ASIC: ‘low-doc’ lenders risk prosecution
Lenders pushing ‘low-doc’ loans face increased risk of prosecution as well as higher credit risk, ASIC has warned.
Lenders pushing “low-doc” loans face increased risk of prosecution as well as higher credit risk, the Australian Securities & Investments Commission warned yesterday, as it vowed to use its new powers to enforce standards in the $1.8 trillion residential mortgage market
Deputy commissioner Cathie Armour warned investors to be wary of “low doc” or nonconforming loans, saying it was “fundamentally incompatible” with responsible lending laws to provide loans without taking reasonable steps to verify a borrowers financial situation.
Ms Armour said any consumer capable of repaying a loan should be able to take one out.
“But insofar as the phrase ‘nonconforming loans’ could be used as a euphemism for a low-doc or risky consumer loan, our warning remains: lenders and investors face not only higher credit risks, but also the risk of a regulatory response in these situations,” Ms Armour said.

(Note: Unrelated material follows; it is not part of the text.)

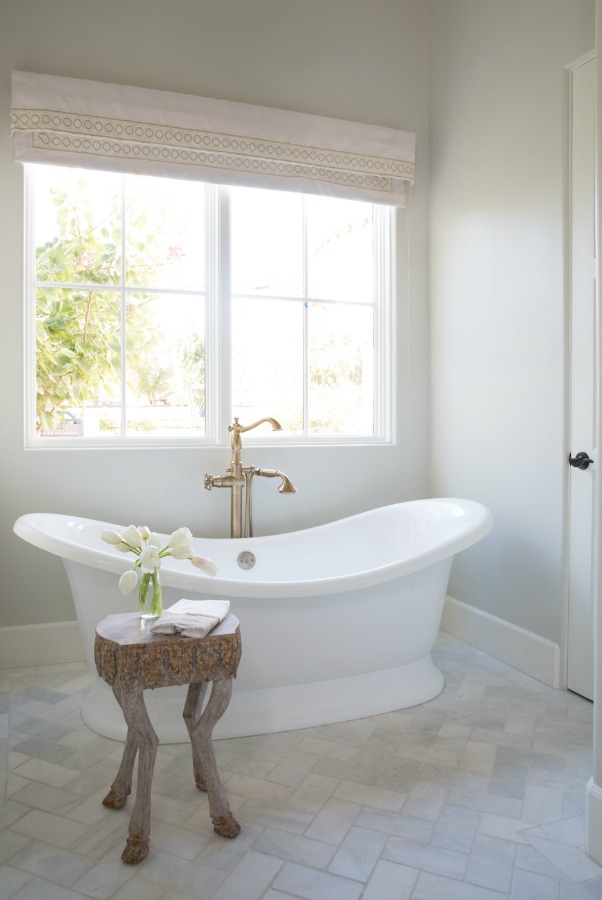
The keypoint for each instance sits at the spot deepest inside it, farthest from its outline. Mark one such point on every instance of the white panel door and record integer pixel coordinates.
(580, 656)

Low doc — or low documentation — loans are designed for the self-employed and small business owners who may not have financial statements and tax returns usually required when applying for a mortgage. But they have fallen out of favour with mainstream lenders, with Commonwealth Bank and Bank of Queensland both exiting the market earlier this year
Ms Armour said responsible lending provisions that require lenders to ask about and verify the financial situation of a borrower and the suitability of the product for them, were designed to protect consumers rather than investors in residential mortgage backed securities. But they also provided “secondary protection” for investors by ensuring higher quality credit.
“This also means that a failure by a bank that either issues, or sells loans to issuers of, residential mortgage-backed securities to lend responsibly harms both borrowers and investors.”
The warning came at the Australian Securitisation Forum to representatives of the industry that writes loans and packages them into products that are sold to investors and which has become increasingly important as banks pull back from some areas of lending.
“As we begin to see some examples of mortgage stress, particularly as interest rates rise, it becomes more important for investors to be discerning about the securities they invest in. Investors must consider how the mortgage lender goes about lending responsibly,” Ms Armour said.
She told the forum ASIC had been given new resources, including $70 million in additional funding, product intervention powers allowing it to modify or ban certain products and riding instructions to take more matters to court.
“Industry should recognise that ASIC will have even greater capacity to pursue breaches of the law we administer and we have very clearly heard the message that the community expects us to utilise court processes as much as possible,” Ms Armour said.
The new focus on litigation follows criticism from the interim report of the banking royal commission into financial sector misconduct that ASIC had focused too much on enforceable undertakings to deal with misconduct, and a bruising appearance for chairman James Shipton in the witness box last week.
After admitting “mistakes” and an “over-reliance” on infringement notices and enforceable undertakings. Mr Shipton said the watchdog would step up its use of legal action.
The royal commission also dealt with a lending issues in four of its eight hearings, leaving open the prospect of recommendations for further reforms of the industry when the final report is delivered in February.
ASIC is also investigating mortgage fraud and cracking down on lending practices in the car industry.